Open Terminal and enter:
openssl pkcs12 -in ~/exported.p12 -nocerts -nodes | openssl rsa -pubout > public.pem
See [2] at the end of this post for details about what's going on.
Import this public key into Keychain Access using the security tool:
security -v import public.pem -k ~/Library/Keychains/login.keychain
You should see "1 key imported."
Change ~/Library/Keychains/login.keychain if you want to import this to another keychain. (You can see where each keychain lives by going to Edit - Keychain List in Keychain Access).
Open Keychain Access and locate the public key called "Imported Public Key." Double-click it and change its name to be the same thing as your original private key.
Delete exported.p12 and public.pem.
You can now right-click the original private key and choose Request a Certificate from a Certificate Authority With "Name Of Your Key" to generate a CSR.
Explanations
[1] This command, broken down:
openssl req -new # Generate a new certificate signing request
-key # Instead of generating a key, use an existing one
<( # Put the output of the following command in a temporary file
# (a Bash feature, not specific to OpenSSL)
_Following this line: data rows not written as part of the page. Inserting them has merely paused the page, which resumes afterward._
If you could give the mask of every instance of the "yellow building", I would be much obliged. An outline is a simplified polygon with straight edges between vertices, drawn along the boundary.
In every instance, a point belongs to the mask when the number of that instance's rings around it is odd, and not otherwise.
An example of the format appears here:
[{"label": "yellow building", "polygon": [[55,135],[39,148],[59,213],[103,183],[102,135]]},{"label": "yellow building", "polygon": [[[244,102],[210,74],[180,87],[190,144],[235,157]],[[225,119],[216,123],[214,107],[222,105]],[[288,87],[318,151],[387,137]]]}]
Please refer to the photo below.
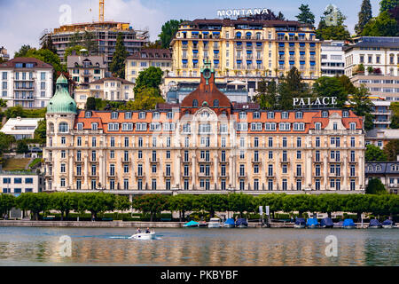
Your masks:
[{"label": "yellow building", "polygon": [[[293,67],[312,83],[321,75],[321,42],[314,27],[291,20],[195,20],[183,22],[170,46],[170,82],[198,81],[205,59],[213,63],[216,83],[236,78],[255,82],[286,75]],[[249,86],[250,87],[250,86]]]}]

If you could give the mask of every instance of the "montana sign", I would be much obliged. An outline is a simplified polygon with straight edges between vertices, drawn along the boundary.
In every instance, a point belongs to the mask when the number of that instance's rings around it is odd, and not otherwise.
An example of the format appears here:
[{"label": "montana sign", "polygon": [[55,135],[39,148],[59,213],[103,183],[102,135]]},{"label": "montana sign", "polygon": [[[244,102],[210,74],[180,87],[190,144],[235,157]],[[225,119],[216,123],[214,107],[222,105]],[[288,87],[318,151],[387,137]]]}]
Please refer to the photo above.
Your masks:
[{"label": "montana sign", "polygon": [[321,97],[321,98],[293,98],[293,106],[335,106],[337,104],[337,97]]}]

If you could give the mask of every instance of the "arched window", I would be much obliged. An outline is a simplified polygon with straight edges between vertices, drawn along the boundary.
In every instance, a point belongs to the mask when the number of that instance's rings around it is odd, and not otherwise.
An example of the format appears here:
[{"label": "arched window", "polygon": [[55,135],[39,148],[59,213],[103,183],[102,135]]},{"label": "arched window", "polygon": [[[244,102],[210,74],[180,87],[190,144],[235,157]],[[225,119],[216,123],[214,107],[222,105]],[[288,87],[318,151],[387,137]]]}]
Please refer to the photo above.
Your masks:
[{"label": "arched window", "polygon": [[66,133],[68,131],[68,123],[61,122],[59,125],[59,132]]}]

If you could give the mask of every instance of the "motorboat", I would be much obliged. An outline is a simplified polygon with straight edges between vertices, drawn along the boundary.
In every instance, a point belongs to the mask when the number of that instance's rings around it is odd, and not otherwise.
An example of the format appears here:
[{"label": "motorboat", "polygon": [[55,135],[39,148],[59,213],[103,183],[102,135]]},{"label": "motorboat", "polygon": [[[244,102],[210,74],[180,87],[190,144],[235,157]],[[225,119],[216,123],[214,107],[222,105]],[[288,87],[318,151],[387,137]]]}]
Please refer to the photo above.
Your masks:
[{"label": "motorboat", "polygon": [[198,223],[198,226],[199,226],[199,227],[206,227],[206,226],[207,226],[207,222],[205,222],[205,221],[200,221],[200,222]]},{"label": "motorboat", "polygon": [[377,219],[370,220],[370,223],[369,223],[370,229],[379,229],[381,227],[382,227],[381,223],[379,223],[379,220],[377,220]]},{"label": "motorboat", "polygon": [[245,218],[238,218],[236,221],[236,227],[238,228],[247,228],[248,222]]},{"label": "motorboat", "polygon": [[234,228],[235,227],[235,223],[234,223],[234,219],[233,218],[228,218],[226,220],[226,222],[224,222],[223,224],[223,227],[224,228]]},{"label": "motorboat", "polygon": [[208,228],[220,228],[220,219],[219,218],[210,218],[207,223]]},{"label": "motorboat", "polygon": [[332,228],[334,226],[334,223],[331,218],[327,217],[325,218],[321,219],[320,226],[322,228]]},{"label": "motorboat", "polygon": [[345,229],[354,229],[356,225],[352,219],[345,219],[342,223],[342,227]]},{"label": "motorboat", "polygon": [[130,237],[129,239],[135,239],[135,240],[154,240],[155,237],[155,232],[150,232],[150,233],[137,233]]},{"label": "motorboat", "polygon": [[334,223],[334,228],[342,228],[342,227],[343,227],[343,221]]},{"label": "motorboat", "polygon": [[293,224],[294,228],[301,229],[306,227],[305,218],[296,218],[295,224]]},{"label": "motorboat", "polygon": [[392,220],[387,219],[381,223],[384,229],[392,229],[394,227],[394,222]]},{"label": "motorboat", "polygon": [[199,223],[195,221],[190,221],[184,224],[184,227],[198,227]]},{"label": "motorboat", "polygon": [[309,218],[306,221],[306,227],[309,229],[318,228],[320,224],[317,221],[317,218]]}]

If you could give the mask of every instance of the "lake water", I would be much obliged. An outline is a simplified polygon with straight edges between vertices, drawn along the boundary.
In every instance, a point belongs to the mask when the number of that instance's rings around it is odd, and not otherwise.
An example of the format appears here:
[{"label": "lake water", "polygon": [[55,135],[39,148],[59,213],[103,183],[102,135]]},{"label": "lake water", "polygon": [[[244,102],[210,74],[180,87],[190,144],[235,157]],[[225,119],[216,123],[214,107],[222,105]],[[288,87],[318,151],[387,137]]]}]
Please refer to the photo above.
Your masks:
[{"label": "lake water", "polygon": [[[0,227],[0,265],[399,265],[399,229]],[[59,237],[70,236],[71,256]],[[325,237],[338,241],[326,256]]]}]

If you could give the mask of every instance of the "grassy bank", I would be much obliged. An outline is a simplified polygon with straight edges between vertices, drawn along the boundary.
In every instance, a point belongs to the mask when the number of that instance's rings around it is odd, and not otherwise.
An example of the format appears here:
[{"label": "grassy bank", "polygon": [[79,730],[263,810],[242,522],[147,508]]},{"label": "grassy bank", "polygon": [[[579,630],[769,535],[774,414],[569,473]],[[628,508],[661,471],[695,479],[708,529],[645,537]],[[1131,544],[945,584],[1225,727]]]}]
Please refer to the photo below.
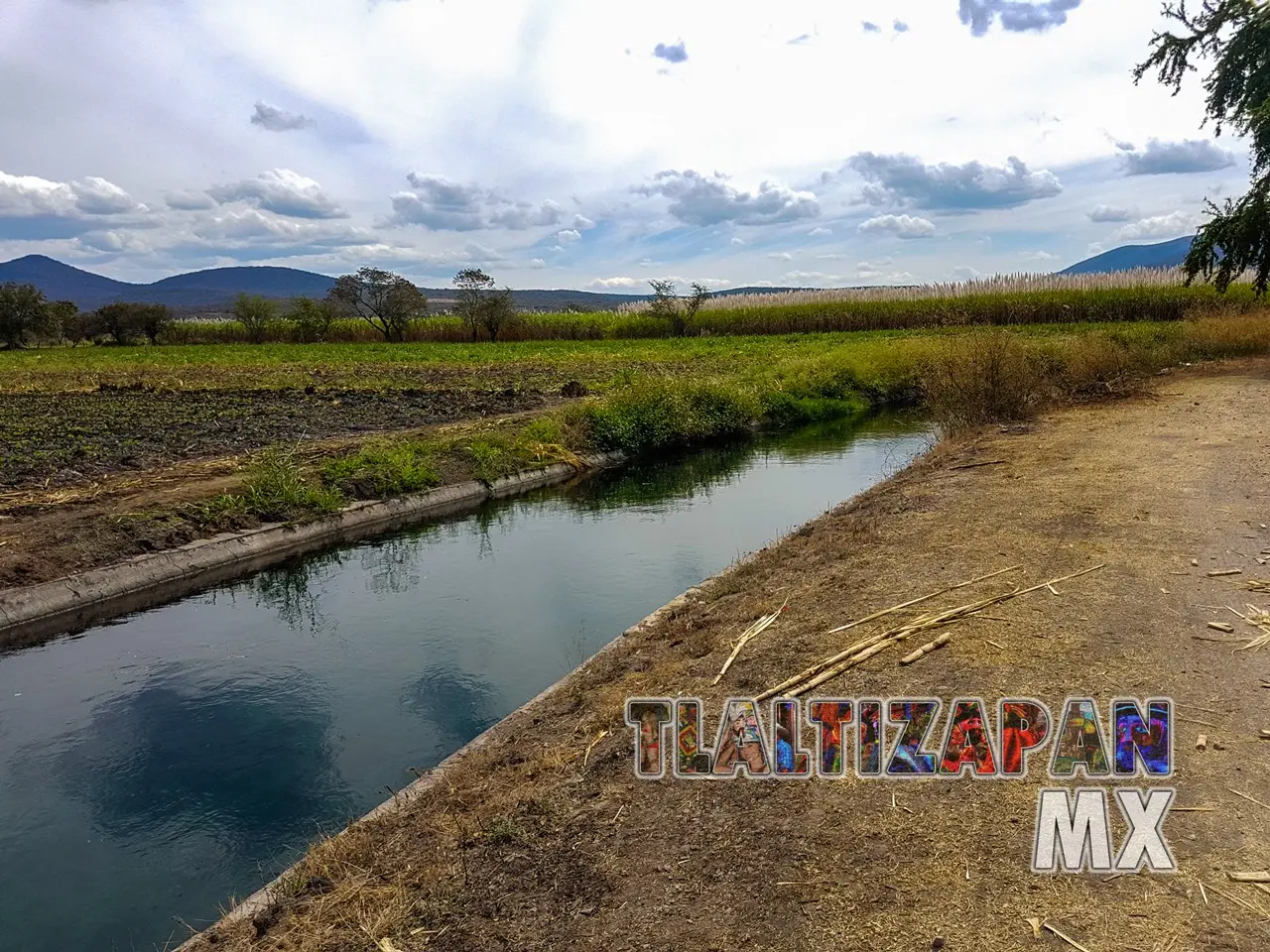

openssl pkcs12 -in ~/exported.p12 # Read keys from the specified PKCS12 file
-nocerts # Don't output the certificate contained in the file
-nodes # Output the private key from the file
-passin pass:"" # The password for the container is blank
)
> new.certSigningRequest # Write the generated CSR to a file
[2] Second command, broken down:
openssl pkcs12 -in ~/exported.p12 # Read keys from the specified PKCS12 file
-nocerts -nodes # Output only the private key, no certificates
| openssl rsa -pubout # Compute the public key from a private key
> public.pem # Write the public key to a file
When you go into Provisioning Profile to Enable/Configure Push Notifications, the first thing it asks for is a CSR (Code Signing Certificate).
You can generate this with an existing private key from Keychain Access instead of creating a new one.
Just open keychain access and then scroll thru and find a previous PRIVATE KEY (probably called YOUR NAME) and then right-click (two finger click) on it and choose Request A Certificate From A Certificate Authority With "bla bla bla".
I just enter the same email address in both User Email Address and CA Email Address, and choose Saved To Disk.